The golden standard, according to Williams, was the GI bill which not only educated a whole generation after WWII, but paid for itself many times over by giving us a large, self-motivated, industrious generation to contribute to our national intellect and prosperity. By contrast, the new operating system has successfully pauperized students by locking them in for year after year to expensive debt. Williams states that the "current loan system has an uncomfortable resonance with colonial indenture," a form of slavery that built this country three hundred years ago, and was yet another form of slavery that tainted early United States' myth of "life, liberty, and the pursuit of happiness."

§   §   §

Williams' heart is in the right place, but he still shows some of those characteristics of the rigid scholar that scared off those of us who went to university to thrill in the knowledge, prose, poetry, the soaring intellectual riot of men's (and women's) artistic thinking. But often Williams seems to be off over there in the drone scholar's corner. He dedicates nine long chapters to interviewing "important' critics, and these chapters are among the least interesting in the book, filled with sentences like "He was pondering Derrida's idea that media is not just a vehicle but 'changes what can be said.'"

    That idea again showed him something he hadn't seen, about the way that language itself inflects the possibilities of thought.

As my dear old mammie would say, "Say who?"

There are moments of somewhat heavy chortling here, such as his stories about classes with the great Jacques Marie Émile Lacan, "who did not speak English very well, said 'Let him who agrees with me, rise up the finger.'" Or when the noted psychiatrist and linguist said that he was gong to hold office hours the next day and 'if anyone wishes, they may come to my office at 11:00 tomorrow morning and mate with me.'"

How to Be an Intellectual can best be recommended because of Williams scathing and fact-filled indictment of colleges, in concert with the politicians, who have decided that the education biz is just that: a business. And the poor student who is up to here in debt, and will be there until half of his or her life is over: it's not just. I thought comparing student debt to indentured servitude a bit of a stretch, but it works, because

  • The system gives preference to the aristocracy --- how many children of lawyers or doctors (or Senators for that matter) are going to be borrowing from Sallie Mae? Thus "it reinforces rather than dissolves the discriminations of class, counteracting meritocracy and creating a new underclass."
  • It's pervasive . . . almost three-quarters of students takes out these onerous loans.
  • The numbers are mind-numbing: a quarter of those who borrow from the feds owe more than $30,000.
  • Those who want professional degrees often come up with indebtedness in excess of $80,000;
  • these debts run for years, typically from fifteen to thirty years.
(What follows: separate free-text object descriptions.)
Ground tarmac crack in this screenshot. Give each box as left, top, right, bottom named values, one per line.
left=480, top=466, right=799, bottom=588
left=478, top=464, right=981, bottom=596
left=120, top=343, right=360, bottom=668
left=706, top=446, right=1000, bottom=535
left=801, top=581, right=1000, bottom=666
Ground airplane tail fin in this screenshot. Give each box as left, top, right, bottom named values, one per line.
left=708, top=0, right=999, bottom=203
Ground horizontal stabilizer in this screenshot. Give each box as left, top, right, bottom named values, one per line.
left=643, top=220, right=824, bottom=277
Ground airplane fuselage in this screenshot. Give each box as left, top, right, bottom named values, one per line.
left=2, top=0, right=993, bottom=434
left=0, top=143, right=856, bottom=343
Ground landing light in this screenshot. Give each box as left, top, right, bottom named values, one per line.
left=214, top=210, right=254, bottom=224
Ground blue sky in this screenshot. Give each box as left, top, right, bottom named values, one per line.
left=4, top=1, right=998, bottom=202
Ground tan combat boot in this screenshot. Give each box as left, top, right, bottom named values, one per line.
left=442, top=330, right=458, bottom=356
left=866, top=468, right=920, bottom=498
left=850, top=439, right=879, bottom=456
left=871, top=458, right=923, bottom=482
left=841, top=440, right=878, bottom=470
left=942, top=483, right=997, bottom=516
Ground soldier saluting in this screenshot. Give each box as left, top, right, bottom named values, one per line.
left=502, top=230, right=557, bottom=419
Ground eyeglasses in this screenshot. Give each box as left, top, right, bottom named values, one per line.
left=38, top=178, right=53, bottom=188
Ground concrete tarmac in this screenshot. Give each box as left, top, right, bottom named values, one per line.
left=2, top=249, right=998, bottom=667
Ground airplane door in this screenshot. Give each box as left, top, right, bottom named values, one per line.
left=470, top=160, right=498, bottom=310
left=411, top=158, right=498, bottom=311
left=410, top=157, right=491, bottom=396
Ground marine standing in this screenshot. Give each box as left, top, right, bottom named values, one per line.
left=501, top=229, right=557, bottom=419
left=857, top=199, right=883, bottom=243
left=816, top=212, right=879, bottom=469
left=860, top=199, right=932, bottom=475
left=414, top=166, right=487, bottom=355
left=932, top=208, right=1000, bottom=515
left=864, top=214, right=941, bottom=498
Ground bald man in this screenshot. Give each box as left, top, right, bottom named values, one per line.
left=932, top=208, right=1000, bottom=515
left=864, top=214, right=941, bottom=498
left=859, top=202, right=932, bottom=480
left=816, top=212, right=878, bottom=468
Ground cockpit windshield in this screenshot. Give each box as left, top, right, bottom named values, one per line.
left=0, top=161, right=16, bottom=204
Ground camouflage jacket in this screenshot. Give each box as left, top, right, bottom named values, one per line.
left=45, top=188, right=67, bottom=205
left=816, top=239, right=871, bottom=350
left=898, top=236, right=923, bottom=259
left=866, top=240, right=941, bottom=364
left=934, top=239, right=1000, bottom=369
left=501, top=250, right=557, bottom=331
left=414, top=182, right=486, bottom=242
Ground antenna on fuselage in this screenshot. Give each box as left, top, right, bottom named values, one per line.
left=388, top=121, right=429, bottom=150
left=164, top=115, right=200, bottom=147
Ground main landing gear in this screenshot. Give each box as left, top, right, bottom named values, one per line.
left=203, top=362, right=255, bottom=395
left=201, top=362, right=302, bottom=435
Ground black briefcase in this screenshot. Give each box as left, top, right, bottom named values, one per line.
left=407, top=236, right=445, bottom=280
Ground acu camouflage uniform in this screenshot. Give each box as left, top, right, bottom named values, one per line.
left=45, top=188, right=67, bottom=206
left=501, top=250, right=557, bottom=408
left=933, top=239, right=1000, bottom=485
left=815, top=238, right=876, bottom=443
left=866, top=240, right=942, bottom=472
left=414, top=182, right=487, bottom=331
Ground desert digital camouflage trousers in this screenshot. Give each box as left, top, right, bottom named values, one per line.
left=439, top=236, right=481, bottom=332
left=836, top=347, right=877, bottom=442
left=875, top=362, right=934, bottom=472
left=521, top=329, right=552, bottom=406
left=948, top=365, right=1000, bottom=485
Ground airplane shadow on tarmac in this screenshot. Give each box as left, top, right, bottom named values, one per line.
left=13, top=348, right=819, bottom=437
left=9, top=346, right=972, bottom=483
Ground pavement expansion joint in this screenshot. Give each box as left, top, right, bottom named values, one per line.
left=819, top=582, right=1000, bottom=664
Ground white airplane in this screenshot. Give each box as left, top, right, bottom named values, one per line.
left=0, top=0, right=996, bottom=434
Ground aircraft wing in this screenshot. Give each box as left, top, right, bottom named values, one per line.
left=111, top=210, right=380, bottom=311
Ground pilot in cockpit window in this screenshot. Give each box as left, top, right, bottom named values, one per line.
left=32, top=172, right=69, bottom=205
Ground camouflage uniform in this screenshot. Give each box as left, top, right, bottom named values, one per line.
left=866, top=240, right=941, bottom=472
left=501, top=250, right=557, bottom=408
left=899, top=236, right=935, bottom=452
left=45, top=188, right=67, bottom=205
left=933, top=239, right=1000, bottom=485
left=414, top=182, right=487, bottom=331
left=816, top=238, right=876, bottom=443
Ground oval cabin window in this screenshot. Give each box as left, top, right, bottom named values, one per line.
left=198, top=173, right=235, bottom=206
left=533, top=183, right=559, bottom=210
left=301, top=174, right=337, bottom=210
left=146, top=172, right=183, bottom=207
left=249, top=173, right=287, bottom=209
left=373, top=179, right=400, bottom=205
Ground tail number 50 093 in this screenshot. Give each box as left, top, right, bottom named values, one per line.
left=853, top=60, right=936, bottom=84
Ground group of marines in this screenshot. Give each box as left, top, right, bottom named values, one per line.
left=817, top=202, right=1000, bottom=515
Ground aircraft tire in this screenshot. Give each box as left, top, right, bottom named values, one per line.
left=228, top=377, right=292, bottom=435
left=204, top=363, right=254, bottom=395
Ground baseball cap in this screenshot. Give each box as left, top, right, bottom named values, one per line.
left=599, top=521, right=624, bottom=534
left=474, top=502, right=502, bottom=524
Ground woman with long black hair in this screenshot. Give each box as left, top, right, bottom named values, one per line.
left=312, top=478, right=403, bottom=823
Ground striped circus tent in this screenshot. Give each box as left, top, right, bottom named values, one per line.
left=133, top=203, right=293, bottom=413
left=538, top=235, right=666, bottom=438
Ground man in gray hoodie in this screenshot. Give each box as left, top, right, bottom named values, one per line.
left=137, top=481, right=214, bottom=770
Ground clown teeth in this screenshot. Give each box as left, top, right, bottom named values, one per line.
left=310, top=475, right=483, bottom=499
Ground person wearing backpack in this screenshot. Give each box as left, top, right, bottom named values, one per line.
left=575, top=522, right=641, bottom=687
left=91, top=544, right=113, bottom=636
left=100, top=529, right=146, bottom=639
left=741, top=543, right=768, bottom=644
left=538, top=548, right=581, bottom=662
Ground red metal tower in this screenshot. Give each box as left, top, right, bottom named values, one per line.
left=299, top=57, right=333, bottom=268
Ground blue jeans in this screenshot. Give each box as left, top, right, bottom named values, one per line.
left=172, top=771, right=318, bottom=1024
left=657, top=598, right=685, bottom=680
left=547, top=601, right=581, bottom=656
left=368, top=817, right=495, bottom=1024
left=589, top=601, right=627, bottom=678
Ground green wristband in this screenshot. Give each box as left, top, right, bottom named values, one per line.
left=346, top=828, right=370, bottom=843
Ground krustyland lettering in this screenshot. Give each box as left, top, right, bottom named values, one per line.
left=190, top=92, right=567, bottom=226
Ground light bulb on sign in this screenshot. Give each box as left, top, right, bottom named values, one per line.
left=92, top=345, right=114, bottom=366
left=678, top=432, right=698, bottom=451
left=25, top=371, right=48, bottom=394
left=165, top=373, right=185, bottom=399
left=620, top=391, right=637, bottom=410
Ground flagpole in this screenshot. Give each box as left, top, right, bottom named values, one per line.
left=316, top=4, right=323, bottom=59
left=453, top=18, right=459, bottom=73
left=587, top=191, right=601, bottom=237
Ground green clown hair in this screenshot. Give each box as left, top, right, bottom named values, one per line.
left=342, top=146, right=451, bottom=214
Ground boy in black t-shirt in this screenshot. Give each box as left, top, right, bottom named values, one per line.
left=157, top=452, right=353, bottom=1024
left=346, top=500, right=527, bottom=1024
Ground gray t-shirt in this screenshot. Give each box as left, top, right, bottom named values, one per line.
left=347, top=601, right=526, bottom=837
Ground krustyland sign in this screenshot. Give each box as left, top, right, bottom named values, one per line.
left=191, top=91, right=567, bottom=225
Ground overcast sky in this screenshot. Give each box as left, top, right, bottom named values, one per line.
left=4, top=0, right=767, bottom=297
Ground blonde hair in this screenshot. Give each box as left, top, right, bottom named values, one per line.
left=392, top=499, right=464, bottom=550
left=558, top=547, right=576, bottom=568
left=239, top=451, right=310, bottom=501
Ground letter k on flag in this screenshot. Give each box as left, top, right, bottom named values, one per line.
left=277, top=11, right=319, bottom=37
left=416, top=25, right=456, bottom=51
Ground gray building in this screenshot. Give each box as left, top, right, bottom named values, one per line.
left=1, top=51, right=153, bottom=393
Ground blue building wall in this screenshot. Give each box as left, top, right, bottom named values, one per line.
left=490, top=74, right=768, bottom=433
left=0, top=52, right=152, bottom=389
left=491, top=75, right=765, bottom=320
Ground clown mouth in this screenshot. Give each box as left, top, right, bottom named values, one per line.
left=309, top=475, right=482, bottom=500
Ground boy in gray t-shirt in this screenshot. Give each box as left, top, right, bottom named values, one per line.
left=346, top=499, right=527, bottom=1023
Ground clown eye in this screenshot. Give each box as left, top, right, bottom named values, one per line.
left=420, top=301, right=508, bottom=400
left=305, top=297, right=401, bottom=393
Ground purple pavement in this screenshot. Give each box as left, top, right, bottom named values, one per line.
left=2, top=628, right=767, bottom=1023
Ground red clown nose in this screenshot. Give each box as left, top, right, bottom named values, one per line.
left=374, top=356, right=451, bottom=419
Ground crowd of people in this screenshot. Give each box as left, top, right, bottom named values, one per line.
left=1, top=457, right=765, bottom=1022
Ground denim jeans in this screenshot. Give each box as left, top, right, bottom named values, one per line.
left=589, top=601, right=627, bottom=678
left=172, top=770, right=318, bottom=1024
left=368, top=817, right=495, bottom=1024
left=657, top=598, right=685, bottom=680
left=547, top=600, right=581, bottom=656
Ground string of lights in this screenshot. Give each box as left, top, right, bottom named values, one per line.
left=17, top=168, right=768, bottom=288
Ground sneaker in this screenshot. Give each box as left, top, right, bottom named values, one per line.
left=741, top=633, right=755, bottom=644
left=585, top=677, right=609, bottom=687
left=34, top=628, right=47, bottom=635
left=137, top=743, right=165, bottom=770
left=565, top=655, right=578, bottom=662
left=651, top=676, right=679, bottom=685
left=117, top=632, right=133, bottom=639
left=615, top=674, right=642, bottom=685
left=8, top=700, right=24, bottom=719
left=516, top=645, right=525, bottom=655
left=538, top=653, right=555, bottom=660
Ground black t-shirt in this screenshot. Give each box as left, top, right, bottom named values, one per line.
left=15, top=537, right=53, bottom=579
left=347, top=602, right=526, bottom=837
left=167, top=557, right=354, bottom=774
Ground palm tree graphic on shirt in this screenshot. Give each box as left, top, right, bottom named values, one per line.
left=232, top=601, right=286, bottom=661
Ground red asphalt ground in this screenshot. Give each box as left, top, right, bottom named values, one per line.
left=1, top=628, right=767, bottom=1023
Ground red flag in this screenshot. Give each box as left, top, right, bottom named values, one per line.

Thus, if you leave graduate school when you are thirty years old, you will be paying off this debt until you are sixty.
  • And it's worse than marriage --- it's penury until death do you part: "Contracts for federal student loans stipulate severe penalties and are virtually unbreakable, forgiven not in bankruptcy but only in death, and enforced by severe measures, such as garnishee and other sanctions, with little recourse."
  • The who that profit, of course, are those who already have, those who have proven again and again the profitability in being scoundrels.
If you pick up this volume hoping to learn how to be an intellectual, forget it. You don't learn crap like that from a book. Instead --- read this and weep. The hope and dream of our nation, those who have the desire to learn, to make a worthy living, to be part of the future of our country are getting the worst of the deal. It's another plan from you-know-who to murder the middle class.

Students can rightly say that they have ended up working in a dark mine. And those who (already) have get the gold; the rest of us get the shaft.